GEM: iron-import

Written by Rob Morris @ Irongaze Consulting LLC (irongaze.com)

DESCRIPTION

Simple, reliable tabular data import.

This gem provides a set of classes to support automating import of tabular data from CSV, XLS or XLSX files. Provides help in defining columns, auto-detecting column order, pre-parsing data, and error/warning tracking.

The Roo/Spreadsheet gems do a great job of providing general purpose spreadsheet reading. However, using them with unreliable user submitted data requires a lot of error checking, monkeying with data coercion, etc. At Irongaze, we do a lot of work with growing businesses, where Excel files are the lingua franca for all kinds of uses. This gem attempts to extract years of experience building one-off importers into a simple library for rapid import coding.

This is NOT a general-purpose tool for reading spreadsheets. If you want access to cell styling, reading underlying formulas, etc., you will be better served building a custom importer based on Roo. But if you’re looking to take an uploaded CSV file, validate and coerce values, then write each row to a database, all the while tracking any warnings and errors encountered… well, this is the library for you!

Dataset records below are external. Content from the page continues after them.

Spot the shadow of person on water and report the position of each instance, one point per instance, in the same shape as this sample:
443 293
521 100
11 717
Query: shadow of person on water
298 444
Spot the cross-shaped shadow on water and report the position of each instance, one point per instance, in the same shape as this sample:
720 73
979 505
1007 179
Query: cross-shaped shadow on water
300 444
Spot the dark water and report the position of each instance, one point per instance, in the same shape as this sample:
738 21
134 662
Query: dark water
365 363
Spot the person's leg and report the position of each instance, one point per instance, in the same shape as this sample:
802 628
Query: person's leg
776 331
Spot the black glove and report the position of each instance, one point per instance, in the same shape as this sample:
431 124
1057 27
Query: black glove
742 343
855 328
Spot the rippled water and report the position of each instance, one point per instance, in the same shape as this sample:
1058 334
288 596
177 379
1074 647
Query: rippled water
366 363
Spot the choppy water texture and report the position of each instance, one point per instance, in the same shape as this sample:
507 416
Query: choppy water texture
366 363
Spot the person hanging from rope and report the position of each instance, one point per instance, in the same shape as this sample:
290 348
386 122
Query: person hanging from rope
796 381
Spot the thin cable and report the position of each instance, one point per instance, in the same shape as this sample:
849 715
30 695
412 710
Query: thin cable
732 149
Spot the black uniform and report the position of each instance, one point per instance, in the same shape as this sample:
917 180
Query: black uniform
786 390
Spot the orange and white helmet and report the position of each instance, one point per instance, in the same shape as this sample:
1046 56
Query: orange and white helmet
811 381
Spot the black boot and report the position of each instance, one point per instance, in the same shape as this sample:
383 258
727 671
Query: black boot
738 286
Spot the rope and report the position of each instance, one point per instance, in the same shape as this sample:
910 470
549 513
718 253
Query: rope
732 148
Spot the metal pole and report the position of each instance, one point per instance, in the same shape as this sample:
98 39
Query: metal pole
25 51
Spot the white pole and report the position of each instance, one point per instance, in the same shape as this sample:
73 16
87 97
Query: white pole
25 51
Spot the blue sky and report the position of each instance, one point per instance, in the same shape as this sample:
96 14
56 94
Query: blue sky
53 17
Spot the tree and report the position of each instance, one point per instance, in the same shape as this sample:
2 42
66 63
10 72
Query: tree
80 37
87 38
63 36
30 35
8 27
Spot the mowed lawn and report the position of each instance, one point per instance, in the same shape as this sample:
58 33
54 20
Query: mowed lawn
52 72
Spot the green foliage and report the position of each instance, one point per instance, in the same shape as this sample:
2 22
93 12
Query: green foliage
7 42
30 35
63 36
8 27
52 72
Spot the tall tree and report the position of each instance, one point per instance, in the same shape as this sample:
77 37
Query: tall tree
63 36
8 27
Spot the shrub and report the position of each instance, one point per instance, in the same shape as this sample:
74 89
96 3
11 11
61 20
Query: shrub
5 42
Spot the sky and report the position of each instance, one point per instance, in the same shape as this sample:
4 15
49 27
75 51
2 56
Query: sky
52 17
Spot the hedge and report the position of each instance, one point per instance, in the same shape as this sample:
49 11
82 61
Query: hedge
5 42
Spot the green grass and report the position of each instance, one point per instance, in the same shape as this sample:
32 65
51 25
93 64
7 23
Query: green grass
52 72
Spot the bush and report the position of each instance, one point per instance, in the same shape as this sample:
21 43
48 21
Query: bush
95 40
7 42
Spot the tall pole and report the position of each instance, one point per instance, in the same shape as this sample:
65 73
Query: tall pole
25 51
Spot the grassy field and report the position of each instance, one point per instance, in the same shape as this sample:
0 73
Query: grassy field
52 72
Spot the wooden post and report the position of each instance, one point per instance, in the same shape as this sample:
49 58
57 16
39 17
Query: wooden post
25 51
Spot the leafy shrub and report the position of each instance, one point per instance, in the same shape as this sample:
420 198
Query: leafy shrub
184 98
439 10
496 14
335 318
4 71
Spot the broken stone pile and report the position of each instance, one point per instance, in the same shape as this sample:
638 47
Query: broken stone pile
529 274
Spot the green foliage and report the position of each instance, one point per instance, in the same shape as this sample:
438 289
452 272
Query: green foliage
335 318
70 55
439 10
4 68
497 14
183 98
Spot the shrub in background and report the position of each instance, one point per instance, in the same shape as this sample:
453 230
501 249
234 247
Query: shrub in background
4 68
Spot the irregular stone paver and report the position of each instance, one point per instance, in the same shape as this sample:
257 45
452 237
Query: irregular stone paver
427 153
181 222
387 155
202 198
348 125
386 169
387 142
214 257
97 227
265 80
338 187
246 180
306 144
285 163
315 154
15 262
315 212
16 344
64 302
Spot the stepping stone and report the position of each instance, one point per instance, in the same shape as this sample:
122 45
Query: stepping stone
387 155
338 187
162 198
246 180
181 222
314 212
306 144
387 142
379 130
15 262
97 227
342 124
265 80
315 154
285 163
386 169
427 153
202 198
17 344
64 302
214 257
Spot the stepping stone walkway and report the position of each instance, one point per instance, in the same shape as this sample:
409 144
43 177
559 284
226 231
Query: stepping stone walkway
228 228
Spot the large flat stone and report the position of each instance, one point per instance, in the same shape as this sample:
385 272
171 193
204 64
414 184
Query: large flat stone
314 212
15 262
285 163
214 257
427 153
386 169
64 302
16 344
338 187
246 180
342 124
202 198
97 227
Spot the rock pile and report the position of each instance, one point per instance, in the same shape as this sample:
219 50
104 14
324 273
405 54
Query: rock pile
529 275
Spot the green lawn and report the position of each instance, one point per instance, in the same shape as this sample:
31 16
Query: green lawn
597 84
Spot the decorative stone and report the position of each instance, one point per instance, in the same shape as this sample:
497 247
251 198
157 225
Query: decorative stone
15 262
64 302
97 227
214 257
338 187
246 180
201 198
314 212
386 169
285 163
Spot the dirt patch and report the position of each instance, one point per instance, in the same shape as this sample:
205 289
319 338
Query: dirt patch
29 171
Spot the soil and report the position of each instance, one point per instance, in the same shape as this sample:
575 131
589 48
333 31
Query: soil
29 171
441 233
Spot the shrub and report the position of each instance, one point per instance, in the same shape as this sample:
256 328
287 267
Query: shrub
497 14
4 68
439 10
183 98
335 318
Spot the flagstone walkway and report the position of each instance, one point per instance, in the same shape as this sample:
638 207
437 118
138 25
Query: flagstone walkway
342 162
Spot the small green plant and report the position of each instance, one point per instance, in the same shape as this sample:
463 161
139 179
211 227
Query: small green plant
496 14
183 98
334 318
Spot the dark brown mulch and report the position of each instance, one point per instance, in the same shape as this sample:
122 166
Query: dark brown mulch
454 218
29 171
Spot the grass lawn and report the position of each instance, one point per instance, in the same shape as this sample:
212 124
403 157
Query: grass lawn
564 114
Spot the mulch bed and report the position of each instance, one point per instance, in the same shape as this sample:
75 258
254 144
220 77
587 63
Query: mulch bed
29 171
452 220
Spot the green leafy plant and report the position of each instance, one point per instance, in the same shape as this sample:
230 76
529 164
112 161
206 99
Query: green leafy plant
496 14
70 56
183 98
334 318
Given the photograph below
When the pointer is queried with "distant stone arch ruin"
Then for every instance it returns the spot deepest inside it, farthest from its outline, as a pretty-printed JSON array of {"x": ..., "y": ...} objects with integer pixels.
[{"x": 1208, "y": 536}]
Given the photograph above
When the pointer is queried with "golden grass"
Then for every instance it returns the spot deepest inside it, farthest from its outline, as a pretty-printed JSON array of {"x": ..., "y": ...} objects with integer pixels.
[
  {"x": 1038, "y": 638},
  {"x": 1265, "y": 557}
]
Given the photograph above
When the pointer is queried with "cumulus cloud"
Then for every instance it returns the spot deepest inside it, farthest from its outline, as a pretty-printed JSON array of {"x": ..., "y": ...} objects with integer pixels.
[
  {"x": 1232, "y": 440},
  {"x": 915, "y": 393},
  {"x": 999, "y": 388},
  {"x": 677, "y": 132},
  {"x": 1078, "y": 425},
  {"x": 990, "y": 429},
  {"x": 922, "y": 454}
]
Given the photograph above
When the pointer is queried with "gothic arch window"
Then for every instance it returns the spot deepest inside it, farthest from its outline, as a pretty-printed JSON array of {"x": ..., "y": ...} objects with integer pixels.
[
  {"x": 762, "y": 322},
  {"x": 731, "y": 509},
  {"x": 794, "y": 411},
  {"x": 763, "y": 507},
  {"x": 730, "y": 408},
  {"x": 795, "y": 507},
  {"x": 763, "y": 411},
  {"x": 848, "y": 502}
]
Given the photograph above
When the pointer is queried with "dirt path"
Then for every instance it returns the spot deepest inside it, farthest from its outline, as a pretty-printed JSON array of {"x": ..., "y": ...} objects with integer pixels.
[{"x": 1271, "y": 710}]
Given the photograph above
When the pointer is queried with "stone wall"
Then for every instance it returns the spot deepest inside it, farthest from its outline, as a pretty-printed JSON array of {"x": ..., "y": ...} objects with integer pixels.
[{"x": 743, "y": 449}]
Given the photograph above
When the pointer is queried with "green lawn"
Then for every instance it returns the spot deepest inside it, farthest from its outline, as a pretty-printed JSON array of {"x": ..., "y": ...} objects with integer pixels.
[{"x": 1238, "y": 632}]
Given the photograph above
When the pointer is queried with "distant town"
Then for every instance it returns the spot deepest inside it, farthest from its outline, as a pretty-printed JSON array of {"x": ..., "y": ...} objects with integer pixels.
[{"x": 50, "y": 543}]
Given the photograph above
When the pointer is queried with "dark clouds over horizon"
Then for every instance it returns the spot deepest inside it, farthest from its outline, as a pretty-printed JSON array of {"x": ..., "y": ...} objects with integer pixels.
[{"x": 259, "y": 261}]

IMPORTANT NOTE: this gem is in flux as we work to define the best possible abstraction for the task. Breaking changes will be noted by increases in the second-level version, ie 0.5.0 and 0.5.1 will be compatible, but 0.6.0 will not (i.e. we follow semantic versioning).

SAMPLE USAGE

# Define our importer, with two columns.  The importer will look for a row containing
# "name" and "description" (case insensitively) and automatically determine column
# order and starting row of the data.
importer = Importer.build do
  column :name
  column :description
end

# Import the provided file row-by-row if importing succeeds, automatically
# using the proper library to read CSV data.  This same code would work
# with XLS or XLSX files with no changes to the code.
if importer.import('/tmp/source.csv')
  importer.process do |row|
    puts row[:name] + ' = ' + row[:description]
  end
end

REQUIREMENTS

Depends on the iron-extensions and iron-dsl gems, and optionally requires the roo gem to support XLS and XLSX file import and parsing. Without roo, all you get is CSV.

Requires RSpec and roo to build/test.

INSTALLATION

To install, simply run:

sudo gem install iron-import

RVM users can skip the sudo:

gem install iron-import

Then use

require 'iron-import'

to require the library code.